Tuesday, November 20, 2012

A Blog Tour of Magic Most Foul: Guest Blog with Leanna Renee Hiber


 Today Leanna drops by MPB during her Natalie Stewart blog tour to describe what it’s like to be a working actress while also writing a bestselling book:


I wear many different hats. And I don’t just mean cute little Victorian hats, though I do have quite a collection. I’ve always been a Jack of All Trades and it’s my varying interests that have kept me busy, employed in the arts and happy in always having a project or two to work on. 

The trick to doing anything well is time and discipline, it’s very hard to juggle theatrical pursuits and writing and promoting your books full time. I have to pick and choose and shift focus. While I was a full time professional actress on stage in various regional theatre productions around the country, my writing took a back seat. Today my writing is at the foreground and I do theatrical and/or film projects sporadically. 

The ability to shift focus from one priority to another depending on deadlines is a skill I’ve been trying to sharpen forever. The biggest challenge is self-discipline of one’s own time. It’s something I struggle with day in and day out. 

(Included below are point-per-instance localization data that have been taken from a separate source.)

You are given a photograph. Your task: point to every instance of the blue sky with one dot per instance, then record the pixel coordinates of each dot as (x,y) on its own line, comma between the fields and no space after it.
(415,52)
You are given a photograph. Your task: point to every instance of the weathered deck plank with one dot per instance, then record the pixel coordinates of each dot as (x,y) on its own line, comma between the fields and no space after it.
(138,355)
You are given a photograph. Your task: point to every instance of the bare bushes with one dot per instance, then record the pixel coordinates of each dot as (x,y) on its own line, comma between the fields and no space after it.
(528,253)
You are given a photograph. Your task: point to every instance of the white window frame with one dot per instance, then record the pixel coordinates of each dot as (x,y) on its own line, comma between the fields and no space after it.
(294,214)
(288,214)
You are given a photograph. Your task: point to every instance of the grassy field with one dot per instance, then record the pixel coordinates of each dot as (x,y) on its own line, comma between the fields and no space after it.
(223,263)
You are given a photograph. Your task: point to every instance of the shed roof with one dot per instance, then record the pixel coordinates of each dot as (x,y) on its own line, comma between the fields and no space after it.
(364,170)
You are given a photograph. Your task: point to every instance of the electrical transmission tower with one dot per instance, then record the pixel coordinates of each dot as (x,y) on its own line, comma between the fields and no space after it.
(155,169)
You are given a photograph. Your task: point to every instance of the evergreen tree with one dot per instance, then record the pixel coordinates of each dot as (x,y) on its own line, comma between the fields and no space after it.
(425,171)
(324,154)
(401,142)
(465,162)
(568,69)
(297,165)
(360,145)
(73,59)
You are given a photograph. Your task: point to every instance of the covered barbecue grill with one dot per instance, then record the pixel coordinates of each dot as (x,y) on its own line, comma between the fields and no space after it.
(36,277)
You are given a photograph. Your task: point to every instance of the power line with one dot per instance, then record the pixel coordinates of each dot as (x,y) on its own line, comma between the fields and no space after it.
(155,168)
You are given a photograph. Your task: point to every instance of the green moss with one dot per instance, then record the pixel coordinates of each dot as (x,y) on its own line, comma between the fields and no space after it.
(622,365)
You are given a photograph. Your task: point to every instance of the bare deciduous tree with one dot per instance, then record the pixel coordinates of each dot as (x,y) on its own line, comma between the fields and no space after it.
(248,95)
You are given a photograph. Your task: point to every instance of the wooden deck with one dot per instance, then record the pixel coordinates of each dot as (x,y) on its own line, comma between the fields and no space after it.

Storytelling is at the core of all my interests, and while I’m very selective now about the stories I tell and the mediums I use to tell them, I’m blessed to have several different avenues to pursue the stories that intrigue me. One of the most fascinating ways that my worlds have blended is in adapting my first novel into a musical theatre production with Broadway talent on board. My time as an actress and brief stints as a playwright made it easier for the production company behind the musical adaptation of The Strangely Beautiful Tale of Miss Percy Parker to approach me to be on the collaboration team. 


I’m uniquely suited as having experience in all these fields to weave a story together in an entirely new medium, a show. And it’s that process of adaptation and collaboration that then allows me to have fresh insights and new tricks to make an engaging story come to life when I return to my novels, such as THE TWISTED TRAGEDY OF MISS NATALIE STEWART.